I started mountain biking years ago. The whole idea terrified me in theory, but I tried it because Adam wanted to get into it and I wanted to do something with him. I wasn’t very good. I kept trying it, and fell down a lot. I moved to British Columbia, and realized that mountain biking on real mountains + a fear of heights don’t mix. I kept riding. I got myself hurt. I kept riding. I got better. I’m still not very good, but I kept going out there, afraid of hurting myself or worse every time. But I figured out, somehow, that the actual riding is a whole lot of fun. Mountain biking may be the first thing I’ve tried, sucked at, and kept doing anyway — all for the sake of the effort, the trying, for getting better at it and for the joy I feel when I ride really well. I came to terms with not being a prodigy, not being among the best at it — I never will be. But it’s fun, even if I’m not the best.
That lesson took me until my late twenties to learn.
I backslide sometimes — especially at work, when I realize that I want to do something well simply because I want my manager or co-workers to rain accolades on me, and reassure me of my awesomeness. It’s a hard lesson that I keep having to learn, wanting to do something because it’s worth the effort.
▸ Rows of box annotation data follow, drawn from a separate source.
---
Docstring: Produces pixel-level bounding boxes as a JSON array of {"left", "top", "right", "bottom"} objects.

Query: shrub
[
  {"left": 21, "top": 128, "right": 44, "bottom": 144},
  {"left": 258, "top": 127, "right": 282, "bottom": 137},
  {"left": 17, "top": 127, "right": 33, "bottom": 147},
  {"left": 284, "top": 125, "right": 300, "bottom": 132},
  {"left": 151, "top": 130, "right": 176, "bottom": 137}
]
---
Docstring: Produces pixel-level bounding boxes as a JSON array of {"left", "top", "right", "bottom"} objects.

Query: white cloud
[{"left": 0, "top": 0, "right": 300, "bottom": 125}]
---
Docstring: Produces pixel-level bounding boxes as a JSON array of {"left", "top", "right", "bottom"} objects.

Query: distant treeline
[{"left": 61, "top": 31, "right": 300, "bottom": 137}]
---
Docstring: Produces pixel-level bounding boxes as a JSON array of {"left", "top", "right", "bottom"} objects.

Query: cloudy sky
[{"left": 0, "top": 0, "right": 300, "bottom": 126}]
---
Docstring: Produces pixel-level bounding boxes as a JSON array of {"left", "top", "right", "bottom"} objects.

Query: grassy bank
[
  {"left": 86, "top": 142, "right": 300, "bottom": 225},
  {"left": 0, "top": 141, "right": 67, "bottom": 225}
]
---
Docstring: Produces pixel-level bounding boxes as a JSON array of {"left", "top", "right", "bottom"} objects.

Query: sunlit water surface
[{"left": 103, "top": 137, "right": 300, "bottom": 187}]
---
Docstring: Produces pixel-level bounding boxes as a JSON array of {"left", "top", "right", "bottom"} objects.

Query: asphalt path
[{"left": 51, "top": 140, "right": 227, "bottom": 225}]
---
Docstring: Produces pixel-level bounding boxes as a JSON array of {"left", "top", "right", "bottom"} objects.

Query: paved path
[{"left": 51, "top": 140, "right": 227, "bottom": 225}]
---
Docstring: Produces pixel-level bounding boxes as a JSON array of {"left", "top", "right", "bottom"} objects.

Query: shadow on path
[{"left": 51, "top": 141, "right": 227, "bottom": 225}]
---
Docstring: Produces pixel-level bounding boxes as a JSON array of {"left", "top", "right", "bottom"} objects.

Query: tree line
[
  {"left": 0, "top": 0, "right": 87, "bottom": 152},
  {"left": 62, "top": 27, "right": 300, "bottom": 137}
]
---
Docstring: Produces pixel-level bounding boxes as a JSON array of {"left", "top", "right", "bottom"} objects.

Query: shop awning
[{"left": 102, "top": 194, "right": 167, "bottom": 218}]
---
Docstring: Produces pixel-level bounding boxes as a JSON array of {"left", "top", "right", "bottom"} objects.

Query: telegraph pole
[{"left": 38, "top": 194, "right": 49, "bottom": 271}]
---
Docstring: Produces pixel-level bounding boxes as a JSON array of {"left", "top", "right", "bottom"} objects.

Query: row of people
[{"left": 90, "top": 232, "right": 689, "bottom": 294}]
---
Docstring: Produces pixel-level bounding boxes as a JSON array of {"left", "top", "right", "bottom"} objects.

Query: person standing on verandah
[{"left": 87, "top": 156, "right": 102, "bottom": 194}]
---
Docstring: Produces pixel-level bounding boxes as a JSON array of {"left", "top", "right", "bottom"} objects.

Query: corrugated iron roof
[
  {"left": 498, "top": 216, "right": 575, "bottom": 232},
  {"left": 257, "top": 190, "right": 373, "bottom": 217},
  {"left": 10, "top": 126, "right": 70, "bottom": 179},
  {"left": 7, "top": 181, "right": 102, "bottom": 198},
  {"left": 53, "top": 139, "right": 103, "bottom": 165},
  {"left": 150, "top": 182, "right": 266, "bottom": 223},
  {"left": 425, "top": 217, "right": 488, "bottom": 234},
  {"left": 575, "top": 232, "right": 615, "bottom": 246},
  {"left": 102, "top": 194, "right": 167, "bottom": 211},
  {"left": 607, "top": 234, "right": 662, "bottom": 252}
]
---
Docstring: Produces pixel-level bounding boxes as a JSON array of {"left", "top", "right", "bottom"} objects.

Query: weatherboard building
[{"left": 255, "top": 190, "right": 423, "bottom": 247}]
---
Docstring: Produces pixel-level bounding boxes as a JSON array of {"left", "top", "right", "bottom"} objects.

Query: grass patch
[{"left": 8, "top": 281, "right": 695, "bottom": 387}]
Praise, approval, and my own children
So I’ve said a whole lot about myself and my experience with self esteem issues, praise, and approval. But how can I use what I know to help my children be better at this than I am? Because, ultimately, I want my kids to be better at me than everything.
The article I linked at the beginning suggests praising a child’s process and effort, rather than the outcomes or their skills directly. For example, rather than saying “You’re so smart!” as a general concept that might leave a kid thinking “I’m smart, that means I don’t have to work hard at things” a parent could say “You did a great job working so hard on that tough math homework.”
It seems like a good approach to me. I want my kids to learn that hard work will get them far. They might have some uncanny talent that takes very little training, but practising that talent will make them better. And they’ll also have a hundred things that don’t come easy. I want them to feel the satisfaction of working hard to accomplish something, or to feel pride that they overcame their fears to do something awesome. I want them to be determined to succeed, not necessarily for the sake of success and the praise it will bring them — that praise might be empty and unfulfilling. I want them to be proud of the work they’ve done to get something.
I want them to not give up on something just because it’s hard.
I want to give them the tools to be better than I was.